Reading Harry Potter Is Not Causing Kids to be Readers

I've lambasted the Harry Potter books in the past. I've been upset at their unavailability to small booksellers and that the large chain stores have been able to play games with their distribution. (I don't even try to get these books for the release date.) I've also criticized the Harry Potter books for having characters that are shadows of other, more famous and better developed, ones from other books. But I at least hoped that it was causing some kids to become readers, even a little bit. Now it seems that this hope has been dashed across the rocks.

From a New York Times article by Motoko Rich:
"Potter Has Limited Effect on Reading Habits" —

According to the National Assessment of Educational Progress, a series of federal tests administered every few years to a sample of students in grades 4, 8 and 12, the percentage of kids who said they read for fun almost every day dropped from 43 percent in fourth grade to 19 percent in eighth grade in 1998, the year “Sorcerer’s Stone” was published in the United States. In 2005, when “Harry Potter and the Half-Blood Prince,” the sixth book, was published, the results were identical.

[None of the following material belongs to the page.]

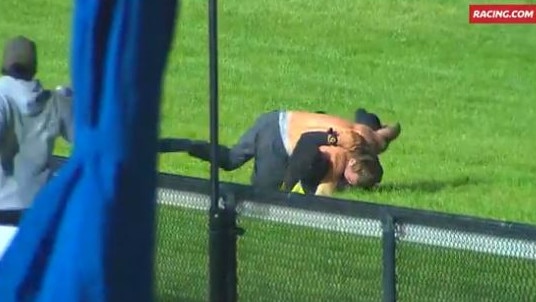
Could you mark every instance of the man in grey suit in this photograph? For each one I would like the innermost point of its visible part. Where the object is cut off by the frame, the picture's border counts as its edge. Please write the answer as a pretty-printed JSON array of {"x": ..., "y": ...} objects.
[{"x": 31, "y": 118}]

If kids (now young adults) are not being pointed to what to read next, then I put the blame on educators and the parents. If a kid is found sinking their teeth into Harry Potter, the transition to other titles should be easy for teachers and parents to find. There are a multitude of worlds for a kid to get lost in, Harry Potter is just the beginning and should cause kids to be life long readers. I know that I got lost on Middle-earth and never wanted to leave. The next books to read are obvious: The Hobbit, The Lord of the Rings: The Fellowship of the Ring; The Two Towers; and The Return of the King, then Peter S. Beagle's The Last Unicorn. Then maybe some Jane Austen, then the Brontes, then move on to Sounder, I Know Why the Caged Bird Sings, and then on and on ...

There are so many places to go in books, so many other stories, other times, and other people to meet. Is there a lack of imagination in teachers and parents to point these budding young readers in the right direction, or are Wiis and iPods just that more compelling? I wish I knew.